There is no Catholic position on the existence of aliens, as such. Whether life exists on other planets is a scientific, not a theological, question. If alien life on other planets is ever discovered, there are theological questions which can be considered.
In his novel Perelandra C. S. Lewis speculated about the possibility of a fallen race (such as ours) influencing unfallen extraterrestrials. We were affected by the fallen angel Satan. There’s nothing in the Bible to say humanity couldn’t have a similar effect on another race.
On the other hand, we might also play a part in the redemption of another race—a role in their salvation history. The good angels played an important part in ours (Mt 28:2-5; Acts 7:38, 53).

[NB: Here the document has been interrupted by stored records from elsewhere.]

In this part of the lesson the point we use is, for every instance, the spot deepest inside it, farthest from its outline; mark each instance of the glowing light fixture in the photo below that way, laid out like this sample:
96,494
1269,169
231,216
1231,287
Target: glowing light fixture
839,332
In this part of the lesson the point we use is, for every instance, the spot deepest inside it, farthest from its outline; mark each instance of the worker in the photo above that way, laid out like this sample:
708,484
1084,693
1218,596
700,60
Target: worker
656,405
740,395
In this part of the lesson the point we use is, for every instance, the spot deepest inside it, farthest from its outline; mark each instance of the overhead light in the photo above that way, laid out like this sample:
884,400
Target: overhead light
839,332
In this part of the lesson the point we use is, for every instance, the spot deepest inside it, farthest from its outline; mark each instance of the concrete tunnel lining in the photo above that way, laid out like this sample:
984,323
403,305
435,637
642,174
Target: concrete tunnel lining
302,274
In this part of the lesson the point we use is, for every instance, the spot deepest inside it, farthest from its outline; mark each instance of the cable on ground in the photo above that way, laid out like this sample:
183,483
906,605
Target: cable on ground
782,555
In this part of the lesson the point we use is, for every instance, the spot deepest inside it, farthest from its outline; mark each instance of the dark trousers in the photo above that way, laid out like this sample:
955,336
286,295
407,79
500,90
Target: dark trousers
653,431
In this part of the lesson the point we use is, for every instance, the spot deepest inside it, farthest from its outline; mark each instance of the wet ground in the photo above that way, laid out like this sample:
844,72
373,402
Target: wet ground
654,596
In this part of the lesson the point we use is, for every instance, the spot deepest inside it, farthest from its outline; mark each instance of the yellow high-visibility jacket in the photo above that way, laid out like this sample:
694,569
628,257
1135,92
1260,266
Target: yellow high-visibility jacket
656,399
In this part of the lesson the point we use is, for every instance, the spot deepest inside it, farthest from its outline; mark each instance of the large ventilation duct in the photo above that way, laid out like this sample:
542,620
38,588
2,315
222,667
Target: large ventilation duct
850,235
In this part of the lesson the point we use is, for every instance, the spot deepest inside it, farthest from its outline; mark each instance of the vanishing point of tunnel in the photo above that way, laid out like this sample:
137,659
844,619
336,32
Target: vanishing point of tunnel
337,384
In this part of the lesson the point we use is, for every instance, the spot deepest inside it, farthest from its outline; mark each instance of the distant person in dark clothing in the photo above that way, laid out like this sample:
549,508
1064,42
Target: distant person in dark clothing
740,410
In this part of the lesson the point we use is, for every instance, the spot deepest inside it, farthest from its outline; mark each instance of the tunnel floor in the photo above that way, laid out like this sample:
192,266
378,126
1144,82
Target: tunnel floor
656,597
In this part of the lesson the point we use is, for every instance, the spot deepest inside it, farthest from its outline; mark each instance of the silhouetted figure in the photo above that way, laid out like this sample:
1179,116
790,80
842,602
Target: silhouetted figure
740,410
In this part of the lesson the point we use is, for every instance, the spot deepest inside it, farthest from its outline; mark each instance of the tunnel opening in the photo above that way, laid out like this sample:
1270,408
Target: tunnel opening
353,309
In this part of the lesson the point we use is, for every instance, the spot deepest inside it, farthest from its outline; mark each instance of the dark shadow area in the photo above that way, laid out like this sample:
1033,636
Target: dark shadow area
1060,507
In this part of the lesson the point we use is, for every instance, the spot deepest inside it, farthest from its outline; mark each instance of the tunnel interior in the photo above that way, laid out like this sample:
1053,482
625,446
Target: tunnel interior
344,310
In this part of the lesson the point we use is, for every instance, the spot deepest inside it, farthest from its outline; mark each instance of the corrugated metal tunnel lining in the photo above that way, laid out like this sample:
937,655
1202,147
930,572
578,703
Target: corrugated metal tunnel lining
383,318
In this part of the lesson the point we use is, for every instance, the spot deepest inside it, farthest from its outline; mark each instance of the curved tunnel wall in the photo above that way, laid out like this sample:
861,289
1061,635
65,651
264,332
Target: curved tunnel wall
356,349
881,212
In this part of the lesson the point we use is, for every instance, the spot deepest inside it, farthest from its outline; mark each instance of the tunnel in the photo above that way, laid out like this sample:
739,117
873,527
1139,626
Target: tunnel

It’s possible God has set up multiple worlds, some fallen, some not, but there’s not the slightest scientific evidence he has. A few scientists, pandering to the tabloids, claim extra-terrestrials must exist, based on the mathematical likelihood of other stars having planets, but their theories are scoffed at by nearly the entire scientific community.
The argument runs like this: If some of those planets have atmospheres like Earth’s, and if some of those Earth-like planets spontaneously generate amino acids, and if some of those amino acids result in higher life-forms, then intelligent life exists on other worlds. You’ll note a lot of “ifs” there.
To insist there must be intelligent life elsewhere in the universe is to overstate the case. It’s also theologically irrelevant because the central tenets of Christianity remain intact with or without little green men.